The fact that extra-regulation results have virtually nothing to do with regulation results and have little to no repeatability suggests that they are largely the product of randomness. If something is largely random, then it cannot be thought of as an underlying ability. And if something cannot be thought of as an underlying ability, then it ought not to be part of a metric that ostensibly measures team strength. And yet, shootout and overtime success does have a sizable affect on point totals. Hence, my reluctance to use point totals as a metric for team strength.
However, the inadequacy of point totals goes much deeper than this. Even before the advent of 4-on-4 overtime and the shootout, points were not the best metric for team strength. The reason for this is that point totals only reflect wins and losses while completely ignoring the margin of victory. If there are two teams with similar point totals, one of them tending to win convincingly and lose narrowly, the other tending to win narrowly and lose convincingly, then the former team is, in almost all cases, the better team. The concept is an intuitive one. If you disagree with the assertion that a team’s goal differential better conveys its ability relative to its point total or place in the standings, then you’re probably at the wrong site.
Granted, goal differential per se, while better than points, is not the best available metric. Several corrections need to be made to it for this to be true. Firstly, shootout and empty net goals should be excluded from the totals, as they provide no useful information. Secondly, raw goal differential is problematic in that not all teams play identical schedules. Some teams, usually by virtue of playing in a stronger division or conference, are burdened with a more difficult schedule than average. If you thought that the 2005-06 Phoenix Coyotes and the 2005-06 Carolina Hurricanes had equally difficult schedules, then you would be mistaken. Thus, some attempt should be made to correct for schedule difficulty. Finally, it is not so much a team’s absolute goal differential that is important, but its GF-GA ratio. A team that scores 200 goals and concedes 100 is better than one that scores 400 and gives up 300. Furthermore, simple goal differential is too sensitive to scoring context for it to provide any useful information on league parity, as it would lead to the spurious conclusion that there was less parity in higher scoring seasons. These two problems are avoidable by using each team’s Pythagorean expectation instead– essentially, its theoretical winning percentage determined through the following calculation:
(Adjusted goals for)^2 / [(adjusted goals for)^2 + (adjusted goals against)^2]
The resulting metric can be termed adjusted winning percentage.
AW% is important as provides us with a suitable metric for assessing team strength. By computing the standard deviation in AW% in any particular season, we’re essentially measuring parity.

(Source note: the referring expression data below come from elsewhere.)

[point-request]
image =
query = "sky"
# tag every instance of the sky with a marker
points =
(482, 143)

What, then, does AW% tell us about the amount of parity in the NHL over the last ten years?
A few comments. Firstly, parity in the pre-lockout NHL was pretty invariant on a year to year basis (mean: 0.094, ST DEV: 0.008). Only 1996-97 is anomalous, with all of the remaining values falling between 0.092 and 0.101. Secondly, there is clearly more parity (read: the standard deviation in AW% is smaller) in the post-lockout NHL relative to the pre-lockout NHL. The difference may not seem like much, but the 2005-06 and 2006-07 values are separated by one SD from the pre-lockout mean. The value for 2007-08 is 4 SD(!) from the pre-lockout mean. That's a fairly significant difference.

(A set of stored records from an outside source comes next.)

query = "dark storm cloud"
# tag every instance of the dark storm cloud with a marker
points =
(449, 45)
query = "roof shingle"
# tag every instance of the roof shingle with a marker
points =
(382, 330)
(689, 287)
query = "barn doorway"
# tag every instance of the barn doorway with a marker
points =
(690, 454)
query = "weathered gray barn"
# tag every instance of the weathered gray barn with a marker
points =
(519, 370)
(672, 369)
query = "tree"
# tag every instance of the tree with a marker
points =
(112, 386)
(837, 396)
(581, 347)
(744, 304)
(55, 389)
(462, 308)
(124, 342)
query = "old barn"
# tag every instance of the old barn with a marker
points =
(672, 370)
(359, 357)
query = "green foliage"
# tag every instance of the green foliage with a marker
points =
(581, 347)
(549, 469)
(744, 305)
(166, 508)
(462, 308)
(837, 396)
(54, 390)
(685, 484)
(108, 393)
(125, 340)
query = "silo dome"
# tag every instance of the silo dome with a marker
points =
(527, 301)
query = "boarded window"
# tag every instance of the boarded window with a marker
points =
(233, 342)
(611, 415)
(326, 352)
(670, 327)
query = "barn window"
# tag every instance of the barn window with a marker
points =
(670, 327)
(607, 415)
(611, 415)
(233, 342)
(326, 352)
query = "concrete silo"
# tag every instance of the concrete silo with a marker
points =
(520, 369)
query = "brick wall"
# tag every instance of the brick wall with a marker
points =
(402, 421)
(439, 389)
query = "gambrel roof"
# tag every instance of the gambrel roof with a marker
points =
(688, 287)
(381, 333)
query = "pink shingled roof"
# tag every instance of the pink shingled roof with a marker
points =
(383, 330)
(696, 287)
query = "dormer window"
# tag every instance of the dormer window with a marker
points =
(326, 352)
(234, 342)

Parity in the new NHL seems to be more reality than fiction. Teams really are less separated in ability now compared to five or ten years ago. I find this interesting as the purpose of having the shootout and three point games seems, to me, like a ploy designed by the NHL with the intention of creating the illusion of parity. However, the fact that the new NHL is characterized by genuine parity has in some sense obviated this purpose. That considered, perhaps the NHL should do away with three point games and the shootout. I certainly wouldn't complain.